To this day I can go to a book store for hours, sit on the floor and look through old books that helped me way back when, while simultaneously searching for something new, a new author, idea, or aha.
I often worry that all the bookstores will go away. I love and appreciate Amazon like the rest of the world, but I know its convenience makes the small (and even big) bookstore somewhat obsolete.
The library has its obvious perks (no $$ involved, well actually I tend to accrue a lot of late fees, so there is some $$ involved), but when I find a book I love, I need to own it.
I write in it, underline it, fold the pages, make notes. I have a full-on conversation with the book as I move through it.
I got a Kindle a few years ago; everyone told me how much I would love it. It didn’t work for me, so I gave it back to my mom. The technology is amazing, and who knows, I may go back to it, but I prefer holding my books and putting them on my shelves.
Mostly because I love to look at them, and remember – remember what I was going through when I bought it, remember the way it made me feel, remember who gave it to me as a gift (and who I have since given it to).

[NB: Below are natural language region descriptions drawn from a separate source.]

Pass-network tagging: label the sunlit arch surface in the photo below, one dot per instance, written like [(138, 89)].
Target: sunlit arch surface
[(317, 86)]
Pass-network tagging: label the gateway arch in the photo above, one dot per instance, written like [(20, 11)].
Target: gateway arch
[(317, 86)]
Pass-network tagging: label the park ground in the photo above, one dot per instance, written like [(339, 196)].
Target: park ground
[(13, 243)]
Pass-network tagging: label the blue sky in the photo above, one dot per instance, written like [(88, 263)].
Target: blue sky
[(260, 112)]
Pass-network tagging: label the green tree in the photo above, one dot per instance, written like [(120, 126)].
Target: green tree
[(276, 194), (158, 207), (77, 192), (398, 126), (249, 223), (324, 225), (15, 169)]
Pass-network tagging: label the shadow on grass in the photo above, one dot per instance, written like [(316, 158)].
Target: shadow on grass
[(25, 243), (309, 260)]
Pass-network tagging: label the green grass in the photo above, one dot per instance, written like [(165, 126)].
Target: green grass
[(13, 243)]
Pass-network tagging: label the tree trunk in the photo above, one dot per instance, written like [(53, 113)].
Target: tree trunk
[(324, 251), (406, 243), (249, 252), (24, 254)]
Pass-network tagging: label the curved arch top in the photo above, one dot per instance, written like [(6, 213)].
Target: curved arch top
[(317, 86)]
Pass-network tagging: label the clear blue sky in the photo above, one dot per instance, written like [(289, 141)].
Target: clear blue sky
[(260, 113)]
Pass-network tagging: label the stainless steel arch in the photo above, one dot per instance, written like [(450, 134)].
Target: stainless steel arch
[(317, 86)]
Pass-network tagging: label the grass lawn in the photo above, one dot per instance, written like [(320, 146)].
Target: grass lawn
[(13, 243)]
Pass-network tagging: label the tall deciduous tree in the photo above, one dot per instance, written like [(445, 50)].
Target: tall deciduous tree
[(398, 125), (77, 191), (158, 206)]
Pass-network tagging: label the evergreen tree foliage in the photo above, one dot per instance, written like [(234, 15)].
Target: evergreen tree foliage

Books fill my office with a sense of history and growth, a way that I chart my adult years. They remind me that I have another book living inside of me, and my dream is that it’s something elegant and meaningful like Gift from the Sea, something that is as relevant today as the year it was written.
But until then, I continue to be inspired by the books that are already out there, to walk the aisles with a sense of gratitude and belonging, and appreciate the different paths and different ways to teach lessons, to share a story, to live a life.